Whoever was a few feet from me on the floor let out a moan I thought would never end. And when it did, it was followed by softer groans and a few expletives.

  Judging from the huffing and puffing emanating from the corridor, the person belonging to the second voice was fast approaching.

  “It’s a gang!” Roxanne shouted. “Let loose with your Screamer, Harriet!”

  CHAPTER 20

  Thank God my mother never got the opportunity to push that Screamer button or we’d all be lining up for hearing aids. While I struggled to locate my phone, the man who tripped over me tried to stand and, in doing so, stumbled into me again. It felt like a giant beach ball rolling over my back, and that was when it dawned on me. I only knew one person with a stomach like that—my mother’s neighbor, Herb. I hoped I was right.

  Without wasting another second trying to find my phone, I stood up and gave the man a light shove. “Is that you, Herb?”

  “Of course it’s me. Couldn’t you hear me yelling? Kenny too.”

  Hmm, that explains the other familiar voice. It’s Kenny.

  “What the heck are you doing here?” I swear, my voice all but bounced off the corridor walls. “And whatever you do, don’t make a move or you’ll step on my phone.”

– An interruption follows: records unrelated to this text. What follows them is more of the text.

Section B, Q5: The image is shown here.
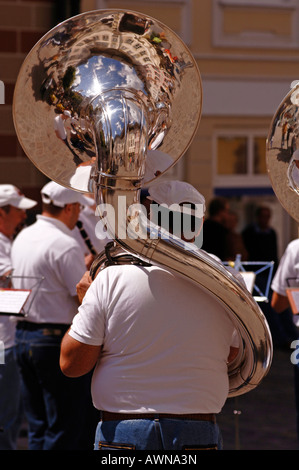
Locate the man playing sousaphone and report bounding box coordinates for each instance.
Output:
[60,181,237,450]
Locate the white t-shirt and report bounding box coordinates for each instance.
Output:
[12,215,86,324]
[271,239,299,296]
[0,233,15,349]
[69,265,234,414]
[271,239,299,326]
[54,115,67,140]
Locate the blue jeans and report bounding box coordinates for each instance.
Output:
[16,324,98,450]
[95,418,222,450]
[0,347,22,450]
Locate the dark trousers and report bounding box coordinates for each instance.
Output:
[16,322,98,450]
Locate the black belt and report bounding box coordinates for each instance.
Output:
[101,411,216,423]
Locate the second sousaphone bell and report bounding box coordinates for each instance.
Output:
[14,10,272,396]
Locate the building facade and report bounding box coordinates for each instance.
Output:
[0,0,299,254]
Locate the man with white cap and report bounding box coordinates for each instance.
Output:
[287,149,299,194]
[60,178,239,450]
[145,180,205,248]
[0,184,37,450]
[12,181,99,450]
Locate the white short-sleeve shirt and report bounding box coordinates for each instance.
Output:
[69,265,234,414]
[0,233,15,349]
[271,239,299,296]
[12,215,86,324]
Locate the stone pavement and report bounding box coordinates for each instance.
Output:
[218,349,299,450]
[18,349,299,450]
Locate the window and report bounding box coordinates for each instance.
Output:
[214,130,271,188]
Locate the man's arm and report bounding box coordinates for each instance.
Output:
[60,332,101,377]
[271,291,290,313]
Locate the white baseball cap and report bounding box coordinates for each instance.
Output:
[41,181,94,207]
[292,149,299,160]
[0,184,37,210]
[148,181,205,212]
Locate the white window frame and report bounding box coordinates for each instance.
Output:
[212,0,299,49]
[96,0,192,45]
[213,128,271,188]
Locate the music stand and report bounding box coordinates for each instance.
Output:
[0,276,44,317]
[286,277,299,315]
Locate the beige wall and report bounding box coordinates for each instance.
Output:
[0,0,299,250]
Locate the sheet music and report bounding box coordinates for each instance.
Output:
[0,289,31,313]
[286,287,299,315]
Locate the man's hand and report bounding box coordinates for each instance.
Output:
[76,271,92,305]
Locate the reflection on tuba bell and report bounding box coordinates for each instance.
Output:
[266,82,299,222]
[14,10,272,396]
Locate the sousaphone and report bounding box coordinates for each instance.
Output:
[13,10,272,396]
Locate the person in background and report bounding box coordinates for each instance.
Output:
[60,182,237,450]
[11,181,99,450]
[271,239,299,441]
[226,211,248,261]
[0,184,37,450]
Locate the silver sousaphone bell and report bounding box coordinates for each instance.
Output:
[13,10,272,396]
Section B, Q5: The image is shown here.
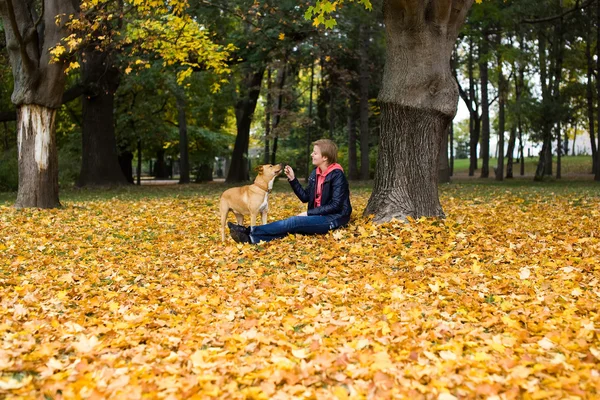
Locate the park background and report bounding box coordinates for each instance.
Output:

  “Herb?” my mother asked. “I can’t see you in the dark. For crying out loud, why are you stalking us? It’s okay, Roxanne. It’s only Herb and his pinochle buddy Kenny.”

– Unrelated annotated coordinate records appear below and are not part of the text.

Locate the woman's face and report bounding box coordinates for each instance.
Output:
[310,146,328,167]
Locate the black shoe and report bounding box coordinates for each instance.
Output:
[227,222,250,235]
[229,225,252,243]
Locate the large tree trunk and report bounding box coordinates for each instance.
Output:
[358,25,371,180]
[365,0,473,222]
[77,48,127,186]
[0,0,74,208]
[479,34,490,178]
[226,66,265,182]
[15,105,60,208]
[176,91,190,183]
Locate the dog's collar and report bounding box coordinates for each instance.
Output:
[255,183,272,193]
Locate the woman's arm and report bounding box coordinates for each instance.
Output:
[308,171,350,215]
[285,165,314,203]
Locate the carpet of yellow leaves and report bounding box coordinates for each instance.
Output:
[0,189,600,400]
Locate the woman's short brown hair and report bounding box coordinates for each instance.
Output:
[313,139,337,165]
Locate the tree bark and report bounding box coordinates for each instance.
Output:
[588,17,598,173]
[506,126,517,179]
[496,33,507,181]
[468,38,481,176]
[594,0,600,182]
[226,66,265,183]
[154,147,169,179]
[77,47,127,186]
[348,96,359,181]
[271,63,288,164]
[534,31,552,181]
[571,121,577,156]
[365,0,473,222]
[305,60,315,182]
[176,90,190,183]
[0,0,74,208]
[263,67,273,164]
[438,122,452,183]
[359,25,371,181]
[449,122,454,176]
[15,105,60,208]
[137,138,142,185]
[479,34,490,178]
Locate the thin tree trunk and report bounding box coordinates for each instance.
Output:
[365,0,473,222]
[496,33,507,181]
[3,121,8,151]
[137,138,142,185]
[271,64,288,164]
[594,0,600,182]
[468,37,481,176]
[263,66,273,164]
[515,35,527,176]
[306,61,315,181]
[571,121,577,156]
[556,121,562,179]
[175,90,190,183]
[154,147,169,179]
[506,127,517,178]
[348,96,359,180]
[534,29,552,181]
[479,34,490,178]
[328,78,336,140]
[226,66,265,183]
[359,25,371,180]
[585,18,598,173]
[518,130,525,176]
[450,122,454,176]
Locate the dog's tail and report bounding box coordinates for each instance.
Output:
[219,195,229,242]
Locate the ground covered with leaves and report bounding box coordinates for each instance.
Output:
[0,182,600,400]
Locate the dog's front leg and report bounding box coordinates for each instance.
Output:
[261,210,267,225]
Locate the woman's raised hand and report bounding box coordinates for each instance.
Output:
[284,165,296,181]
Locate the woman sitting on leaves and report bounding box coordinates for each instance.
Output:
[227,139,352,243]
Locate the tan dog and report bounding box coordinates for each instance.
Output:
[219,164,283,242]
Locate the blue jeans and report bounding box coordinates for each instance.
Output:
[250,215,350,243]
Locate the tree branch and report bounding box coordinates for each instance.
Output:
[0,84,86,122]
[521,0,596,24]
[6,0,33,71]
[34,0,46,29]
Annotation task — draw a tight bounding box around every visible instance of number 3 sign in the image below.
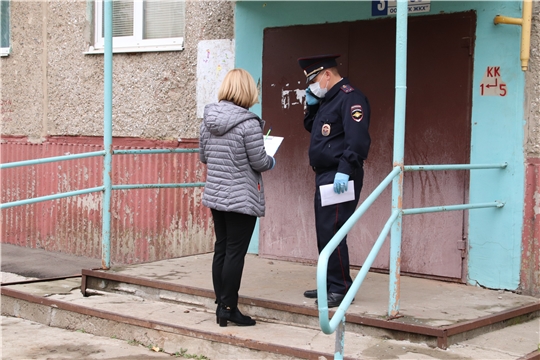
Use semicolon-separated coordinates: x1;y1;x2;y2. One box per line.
480;66;507;96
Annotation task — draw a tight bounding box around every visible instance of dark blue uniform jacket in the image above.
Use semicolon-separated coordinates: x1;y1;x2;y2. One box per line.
304;78;371;175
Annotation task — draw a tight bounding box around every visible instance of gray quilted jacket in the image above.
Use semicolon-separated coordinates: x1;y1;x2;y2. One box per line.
199;101;274;217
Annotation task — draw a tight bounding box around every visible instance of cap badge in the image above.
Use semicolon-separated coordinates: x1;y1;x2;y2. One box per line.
351;105;364;122
321;124;331;136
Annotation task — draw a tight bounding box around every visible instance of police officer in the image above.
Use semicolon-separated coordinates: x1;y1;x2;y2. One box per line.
298;55;371;307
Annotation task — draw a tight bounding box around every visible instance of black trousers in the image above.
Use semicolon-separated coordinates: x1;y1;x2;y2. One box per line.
314;169;364;294
212;209;257;308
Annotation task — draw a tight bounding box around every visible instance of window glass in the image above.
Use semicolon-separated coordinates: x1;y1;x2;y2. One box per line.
93;0;185;53
101;0;133;37
143;0;184;39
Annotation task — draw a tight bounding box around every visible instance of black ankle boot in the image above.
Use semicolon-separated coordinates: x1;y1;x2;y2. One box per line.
218;305;255;327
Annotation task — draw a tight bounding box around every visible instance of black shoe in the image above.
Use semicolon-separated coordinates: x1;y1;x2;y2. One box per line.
315;293;345;308
218;305;256;327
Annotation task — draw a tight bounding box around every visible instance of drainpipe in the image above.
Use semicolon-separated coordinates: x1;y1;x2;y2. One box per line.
101;0;112;270
493;0;532;71
388;0;408;318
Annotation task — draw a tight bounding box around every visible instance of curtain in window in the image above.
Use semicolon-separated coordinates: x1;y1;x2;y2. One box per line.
101;0;133;37
143;0;185;39
0;0;9;48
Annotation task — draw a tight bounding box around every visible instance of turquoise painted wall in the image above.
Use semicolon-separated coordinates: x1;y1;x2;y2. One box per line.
235;1;525;290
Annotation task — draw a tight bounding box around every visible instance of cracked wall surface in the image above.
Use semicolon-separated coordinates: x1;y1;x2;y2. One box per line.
525;1;540;158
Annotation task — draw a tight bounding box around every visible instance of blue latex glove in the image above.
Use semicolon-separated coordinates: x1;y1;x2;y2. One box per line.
306;87;319;105
334;173;349;194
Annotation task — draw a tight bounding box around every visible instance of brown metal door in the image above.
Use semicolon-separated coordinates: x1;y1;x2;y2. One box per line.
259;12;476;279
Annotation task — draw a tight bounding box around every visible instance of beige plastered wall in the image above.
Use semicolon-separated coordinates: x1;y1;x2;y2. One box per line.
525;1;540;158
0;0;234;143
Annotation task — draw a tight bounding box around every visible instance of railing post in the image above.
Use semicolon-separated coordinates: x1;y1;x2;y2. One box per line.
388;0;408;317
101;0;113;269
334;316;345;360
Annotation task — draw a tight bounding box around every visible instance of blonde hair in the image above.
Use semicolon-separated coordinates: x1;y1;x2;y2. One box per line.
218;69;259;109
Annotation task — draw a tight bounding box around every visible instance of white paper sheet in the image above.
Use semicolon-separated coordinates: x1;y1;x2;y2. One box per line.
319;180;354;206
264;136;283;156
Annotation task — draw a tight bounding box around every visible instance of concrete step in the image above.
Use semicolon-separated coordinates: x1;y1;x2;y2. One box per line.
1;278;540;360
1;250;540;359
2;278;384;359
81;269;540;349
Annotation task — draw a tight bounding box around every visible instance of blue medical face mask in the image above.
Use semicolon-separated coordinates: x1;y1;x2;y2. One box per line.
309;74;328;99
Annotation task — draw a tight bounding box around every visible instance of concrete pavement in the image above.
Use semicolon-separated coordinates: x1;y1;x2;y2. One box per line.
1;245;540;360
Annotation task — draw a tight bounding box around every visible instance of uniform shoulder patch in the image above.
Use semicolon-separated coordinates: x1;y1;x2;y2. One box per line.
351;105;364;122
341;84;354;94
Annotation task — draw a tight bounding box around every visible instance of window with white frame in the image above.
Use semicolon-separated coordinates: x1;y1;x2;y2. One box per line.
90;0;185;52
0;0;11;56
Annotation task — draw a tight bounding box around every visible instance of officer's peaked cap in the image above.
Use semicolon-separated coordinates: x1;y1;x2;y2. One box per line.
298;54;341;82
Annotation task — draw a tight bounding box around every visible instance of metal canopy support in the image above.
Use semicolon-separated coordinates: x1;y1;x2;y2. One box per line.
388;0;408;317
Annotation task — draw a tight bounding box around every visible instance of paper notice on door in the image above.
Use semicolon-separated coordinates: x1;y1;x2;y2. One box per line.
264;136;283;156
319;180;354;206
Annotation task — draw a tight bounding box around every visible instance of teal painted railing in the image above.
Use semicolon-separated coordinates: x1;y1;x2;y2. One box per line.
0;0;204;269
317;0;507;360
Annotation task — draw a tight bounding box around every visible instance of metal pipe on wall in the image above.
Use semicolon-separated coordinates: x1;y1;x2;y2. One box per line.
493;0;532;71
101;0;113;270
388;0;408;317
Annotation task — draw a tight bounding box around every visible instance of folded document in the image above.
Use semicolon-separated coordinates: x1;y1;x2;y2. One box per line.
264;136;283;156
319;180;354;206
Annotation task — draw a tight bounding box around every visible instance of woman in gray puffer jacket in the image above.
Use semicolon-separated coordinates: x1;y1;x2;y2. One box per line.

  My eyes were slowly getting adjusted to the dim light from the “EXIT” sign. Enough for me to bend down again and locate my phone. “We thought you were someone else.”

  “Killers,” Roxanne said. “You took ten years off my life. And why did you cut the power to this place?”

  “Cut the power? Kenny and I nearly fell down a staircase when the power first went out. Damn backup power doesn’t boot up right away.”

  “You can say that again.” Kenny had finally made his way to where we were standing. He was taking deep breaths, as if he’d recently emerged from an underground spelunking expedition and not a stroll through a storage facility. “And this is the last time I’m doing a favor for you, Herb. It’s bad enough I’m going to have hell to pay with my wife for bolting out of the house.”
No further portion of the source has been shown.